Abstract
Context
Hypophosphataemic rickets (HR) is a group of rare hereditary renal phosphate wasting disorders caused by mutations in PHEX, FGF23, DMP1, ENPP1, CLCN5, or SLC34A3.
Objective
To investigate underlying genetic defects in patients with hypophosphataemic rickets.
Methods
We analyzed genomic DNA from 9 unrelated families for mutations in the entire coding region of PHEX, FGF23, DMP1, ENPP1, CLCN5, or SLC34A3 by PCR-sequencing and copy number analysis.
Results
A total of 14 patients were studied. PHEX mutations were identified in 12 patients from 7 families. Five of them were novel mutations present in 8 patients: c.154G>T (p.E52*), c.401_402insGCCAAA (p.Q134_K135insPK), c.1600C>T (p.P534S), g.22016715_22056805del (40kb deletion including promoter and exons 1-3) and c.2242_2243delCT (p.L748fs*48). Four patients had previously reported mutations: c.1768+1G>A, and c.1807G>A (p.W602*).

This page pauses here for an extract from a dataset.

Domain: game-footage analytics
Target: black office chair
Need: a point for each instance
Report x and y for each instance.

Novel CLCN5 (c.1205G>A, p.W402*) and FGF23 (c.526C>G, p.R176G) mutations were found in two patients from the remaining 2 families. Many of the mutations were de novo: c.154G>T and c.2242_2243delCT in PHEX, and c.526C>G in FGF23. Furthermore, we characterized the breakpoint of the novel PHEX g.22016715_22056805del and the c.2242_2243delCT, which is 6 bp from the stop codon, resulting in a frameshift and extension of the reading frame by 42 amino acids.
Conclusions
Novel and de novo mutations are frequent and PHEX mutations are still the most common genetic defects in the Turkish population. Gene copy number analysis should be considered in patients with negative results by conventional PCR-based sequencing analysis. The current study further expands the mutation spectrum underlying HR.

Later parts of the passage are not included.